Agriculteur conventionnel à Ruffec en Charente, Paul François a été victime d'une grave intoxication aux pesticides le 17 avril 2004. Après des années de procédures judiciaires, le Tribunal des Affaires de Sécurité Social (Tass) a enfin considéré en novembre 2008 qu'il avait bien été victime d'un accident du travail sur sa ferme ; et son accident a été reconnu comme maladie professionnelle le 28 janvier 2010 par la chambre sociale de la Cour d'Appel de Bordeaux.

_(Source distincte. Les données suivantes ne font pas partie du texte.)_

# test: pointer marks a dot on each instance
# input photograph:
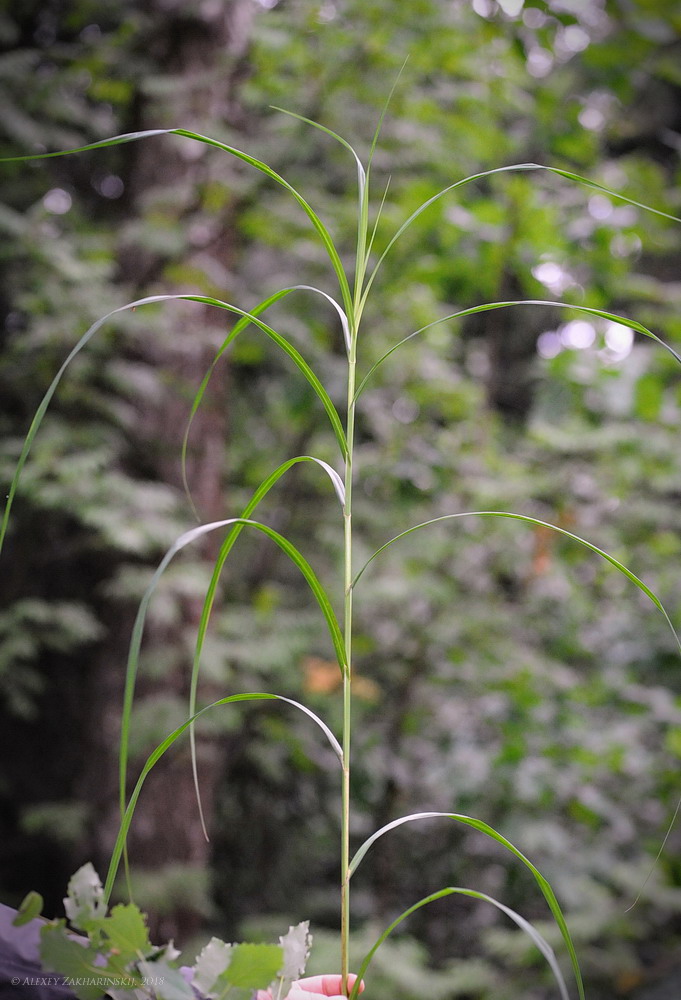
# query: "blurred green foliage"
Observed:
(504, 672)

Il mène aujourd'hui de front un combat judiciaire et sa conversion à l'agriculture durable. Depuis son accident, Paul François se bat pour mettre en place une jurisprudence qui protège les agriculteurs. La France est en effet le 3ème pays utilisateur de produits phytosanitaires au monde. Il incite les agriculteurs à utiliser moins de produits chimiques de synthèse et soutient désormais la pratique d'une agriculture biologique qui respecte la biodiversité. Son exploitation de 400 hectares est menée en agriculture durable : en semant du trèfle après chaque moisson, en pratiquant la rotation des cultures et en remettant du fumier sur ses terres, il a réussi à diminuer de 30 à 40% l'emploi des produits phytosanitaires sur les champs de maïs et de tournesol. Aujourd'hui vice-président de la communauté de communes de Ruffec en Charente, il est en charge de l'environnement et applique le programme " Terre saine-zéro pesticide ". Il a ainsi banni l'usage de désherbants dans les espaces publics (cours d'école, squares et trottoirs) des communes environnantes.